• Shared InfoSec Language Fosters Shared InfoSec Goals
  • June 27, 2018 | Author: James M. Paulino
  • Law Firm: Goldberg Segalla LLP - Rochester Office
  • While most business leaders agree that cybersecurity has significant value, determining exactly where and how to spend company dollars on training and infrastructure continues to be a point of disagreement within organizations. Intelligent communication using a shared vocabulary, according to a recent Focal Point Data Risk report by the Cyentia Institute, is vital to achieving consensus, and a comprehensive security plan.

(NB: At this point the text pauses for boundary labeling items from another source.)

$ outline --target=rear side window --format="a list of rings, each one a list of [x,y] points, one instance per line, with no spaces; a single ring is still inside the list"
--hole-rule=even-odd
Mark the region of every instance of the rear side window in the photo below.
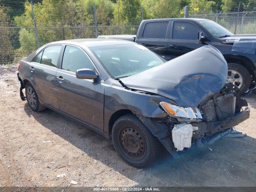
[[[186,22],[174,22],[172,38],[197,40],[200,30],[193,24]]]
[[[36,62],[36,63],[40,63],[41,62],[41,58],[42,58],[42,55],[43,54],[43,52],[41,51],[41,52],[37,55],[37,56],[35,57],[33,60],[33,62]]]
[[[41,63],[49,66],[56,67],[62,46],[62,45],[54,45],[44,49],[41,60]]]
[[[144,38],[164,39],[168,22],[155,22],[147,23],[143,32]]]
[[[74,72],[78,69],[83,68],[94,70],[92,62],[83,51],[68,45],[65,48],[61,68]]]

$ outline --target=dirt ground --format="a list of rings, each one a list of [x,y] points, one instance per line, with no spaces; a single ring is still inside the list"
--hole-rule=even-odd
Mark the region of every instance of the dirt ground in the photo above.
[[[20,98],[16,70],[0,68],[0,186],[256,186],[255,94],[246,97],[250,119],[235,128],[247,136],[138,169],[111,141],[51,110],[33,112]]]

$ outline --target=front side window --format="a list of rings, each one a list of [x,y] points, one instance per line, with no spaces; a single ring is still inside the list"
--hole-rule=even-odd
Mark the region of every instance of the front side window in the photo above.
[[[172,31],[173,39],[197,40],[200,30],[190,23],[174,22]]]
[[[233,35],[232,33],[221,25],[210,20],[199,21],[200,23],[214,37],[220,38],[225,36]]]
[[[62,45],[54,45],[47,47],[43,52],[41,63],[56,67]]]
[[[164,39],[168,22],[155,22],[147,23],[143,32],[144,38]]]
[[[166,61],[137,44],[100,46],[90,49],[110,74],[115,78],[137,74]]]
[[[88,56],[79,48],[67,45],[66,46],[61,68],[76,72],[78,69],[94,70],[94,67]]]
[[[43,54],[43,52],[41,51],[40,53],[36,56],[35,57],[33,60],[33,62],[35,62],[36,63],[40,63],[41,62],[41,58],[42,58],[42,55]]]

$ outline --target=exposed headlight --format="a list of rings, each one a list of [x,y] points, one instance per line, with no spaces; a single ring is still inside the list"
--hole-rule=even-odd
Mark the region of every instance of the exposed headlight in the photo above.
[[[177,118],[180,121],[198,121],[202,119],[200,111],[196,107],[194,112],[191,107],[180,107],[166,102],[160,102],[160,105],[170,116]]]

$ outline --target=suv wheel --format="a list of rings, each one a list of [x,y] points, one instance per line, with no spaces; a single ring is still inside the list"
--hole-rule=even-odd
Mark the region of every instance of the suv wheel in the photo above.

    As the barriers between the c-suite and IS department continue to diminish, thanks, in part, to widespread adoption of a chief information security officer (CISO), a significant problem remains in “the critical, strategic area of cybersecurity measurability.” The solution, proposed by Cyentia, is a “Cyber Balance Sheet, which borrows familiar terminology of assets and liabilities to improve communication and consensus around cyber risk.” Properly assessing corporate position and priorities, including measuring and expressing risk, is impossible without common values and metrics, and, in turn, a common language. Among the “assets” and “liabilities” addressed within the report, companies must “balance” physical security concerns, including hardware, software, data and systems, against intangible assets, such as brand reputation, customer loyalty, and human capital. A “balance sheet” that includes the range of assets and liabilities helps provide “a complete picture of…risk posture, enabling better awareness and more informed decisions,” and a more robust information security program.
    Joan Goodchild, writing for IBM’s Security Intelligence, provides additional tips for CISOs, who must “learn to speak the language of business,” and to show executives how spending both increases security posture and enables key business goals. In particular, Goodchild recommends CISOs learn “Three R’s: Reputation, Regulation and Revenue” as primary concerns among board members, and opportunities to segue into security issues. Finally, as cyber-anxiety continues to increase among businesses and consumers, CISOs should be careful to bring “good news” and pay attention to “context” in presenting to key decision makers.
    Echoing these considerations, Phil Gardner, Founder of IANS, encourages CISOs to link information security to business priorities, and to better understand overall company values, including data assets, as well as InfoSec expenditures, in order to increase “clout with the board and c-suite.”

    For those cyber-aware organizations committed to developing and improving their security policies and procedures, maximizing effective communication among corporate stakeholders is a vital part of a robust information security program.